Germany stationed its troops in the north of Afghanistan where about 35% of Afghans are living, and French troops play a peace-keeping role in the Afghan capital, Kabul, the Italian, Spanish, and Danish troops are also deployed in the non-Pashtun areas. Despite pressures from the US and NATO, many European countries refrain from killing and bombing civilians. 

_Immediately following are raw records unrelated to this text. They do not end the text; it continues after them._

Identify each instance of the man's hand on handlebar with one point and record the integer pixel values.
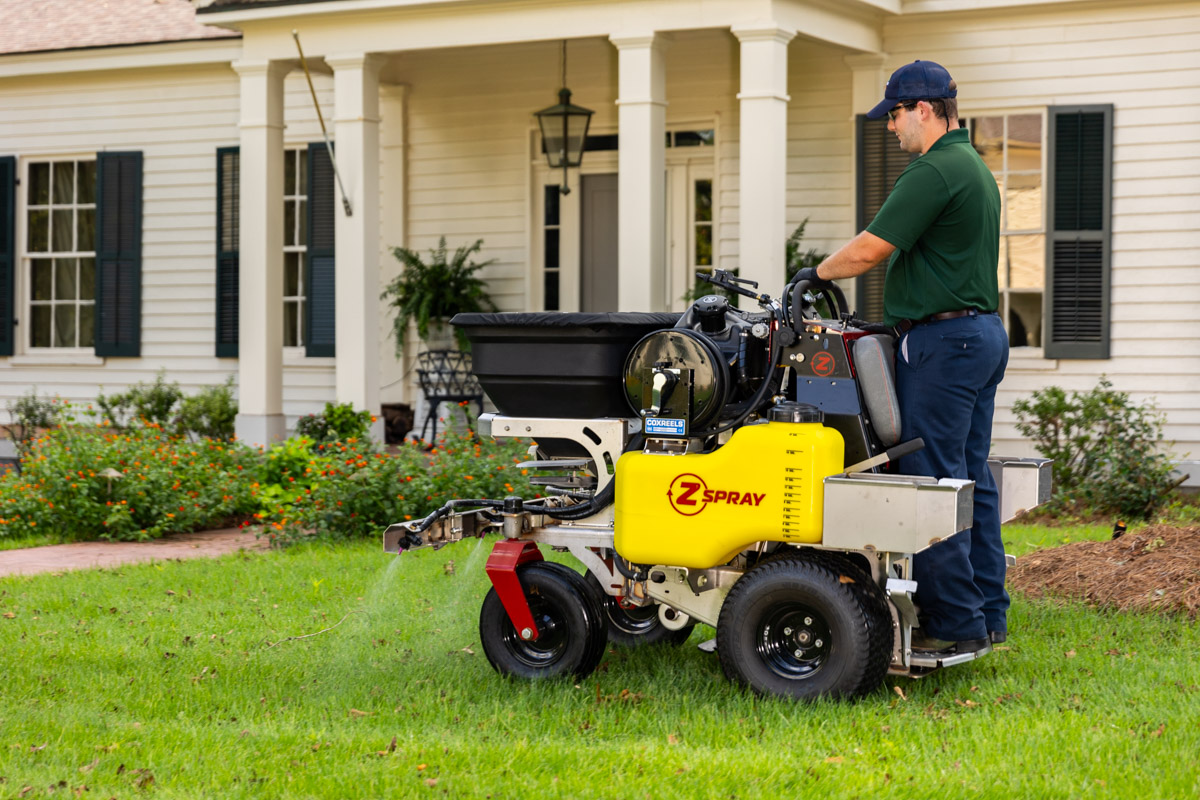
(809, 274)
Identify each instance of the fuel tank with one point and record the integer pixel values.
(700, 510)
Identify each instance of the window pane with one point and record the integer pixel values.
(85, 182)
(40, 326)
(63, 222)
(291, 324)
(705, 200)
(703, 246)
(85, 229)
(87, 325)
(64, 182)
(1025, 142)
(291, 275)
(552, 292)
(65, 278)
(1026, 262)
(551, 248)
(87, 278)
(1023, 203)
(1025, 319)
(551, 194)
(41, 280)
(39, 230)
(693, 138)
(988, 137)
(64, 326)
(289, 172)
(289, 223)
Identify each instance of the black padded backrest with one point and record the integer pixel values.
(875, 364)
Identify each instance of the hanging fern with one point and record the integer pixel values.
(437, 289)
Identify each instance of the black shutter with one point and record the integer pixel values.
(119, 254)
(1079, 196)
(7, 251)
(228, 206)
(880, 163)
(319, 259)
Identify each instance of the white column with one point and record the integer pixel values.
(641, 179)
(867, 89)
(762, 185)
(357, 281)
(261, 262)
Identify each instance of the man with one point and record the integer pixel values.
(940, 229)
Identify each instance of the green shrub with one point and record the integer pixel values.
(359, 491)
(335, 423)
(1107, 451)
(149, 402)
(93, 481)
(29, 415)
(210, 414)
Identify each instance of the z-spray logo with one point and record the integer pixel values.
(688, 494)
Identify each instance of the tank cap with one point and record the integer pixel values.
(793, 411)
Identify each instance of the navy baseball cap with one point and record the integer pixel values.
(916, 80)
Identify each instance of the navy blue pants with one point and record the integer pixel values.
(947, 373)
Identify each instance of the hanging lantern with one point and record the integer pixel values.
(564, 130)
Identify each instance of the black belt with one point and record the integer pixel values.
(906, 325)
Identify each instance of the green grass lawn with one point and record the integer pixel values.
(161, 680)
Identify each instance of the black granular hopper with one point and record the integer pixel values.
(557, 364)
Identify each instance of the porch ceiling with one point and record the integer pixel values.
(331, 26)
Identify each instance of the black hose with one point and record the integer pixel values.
(424, 524)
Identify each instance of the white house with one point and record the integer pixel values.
(215, 228)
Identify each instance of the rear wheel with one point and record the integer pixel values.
(791, 627)
(570, 626)
(636, 625)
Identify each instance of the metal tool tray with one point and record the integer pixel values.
(895, 513)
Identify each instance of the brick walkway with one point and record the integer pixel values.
(83, 555)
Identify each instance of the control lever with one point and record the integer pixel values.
(661, 388)
(898, 451)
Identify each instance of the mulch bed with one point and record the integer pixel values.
(1156, 569)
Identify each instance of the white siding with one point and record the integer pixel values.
(1145, 60)
(177, 118)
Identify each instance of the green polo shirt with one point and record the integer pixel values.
(943, 218)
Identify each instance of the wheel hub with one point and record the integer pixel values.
(793, 641)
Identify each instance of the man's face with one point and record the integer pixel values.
(904, 120)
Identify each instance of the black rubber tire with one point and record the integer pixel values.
(882, 631)
(637, 626)
(570, 626)
(832, 642)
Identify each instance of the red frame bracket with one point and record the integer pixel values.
(502, 569)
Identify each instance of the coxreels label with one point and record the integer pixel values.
(688, 494)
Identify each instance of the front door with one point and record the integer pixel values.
(598, 242)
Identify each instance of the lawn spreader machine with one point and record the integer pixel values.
(723, 467)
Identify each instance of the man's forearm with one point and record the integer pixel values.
(858, 256)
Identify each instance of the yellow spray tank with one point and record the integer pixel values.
(700, 510)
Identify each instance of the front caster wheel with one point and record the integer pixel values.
(791, 627)
(637, 625)
(570, 626)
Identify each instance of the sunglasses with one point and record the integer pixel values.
(909, 107)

There can be seen wisdom and humanitarian concerns in European attitude. Firstly, there is a pathetic lack of transparency in US's relation with Pakistan, which is the major factor in the growing violence and bloodshed in Afghanistan. Pakistani northern-western province which is virtually run by religious extremist groups, sympathizers of Al-Qaida and Taliban, has provided a safe haven to the insurgence and Islamic terrorist groups. Insurgency and terrorist operation of the Taliban is directly being planned, supervised, and run by Pakistani infamous Inter-Service Intelligence (ISI). Pakistan's Waziristan is awashed with Taliban training camps and Al-Qaida centers. Still, the US and its allies see Pakistan as a valued ally and partner in war against terrorism. No one knows what is behind the US and Pakistan's love affairs. The Europeans knows this very well, if the last Taliban be killed in Afghanistan, the US cannot win this war, because the Taliban is only a production a perverted ideology that was spawned and nurtured by Pakistani generals and mullahs. All relevant political analysts, journalists, the Afghan government, NATO's officials, and Think-tank groups have been crying for years that Pakistan is the real source of both the ideology and physical infrastructure of terrorism and the Taliban, but the Bush administration turned blind eyes to this. The US must come clean with its policy. The US continues killing the Taliban and supporting its source, Pakistan, at the same time.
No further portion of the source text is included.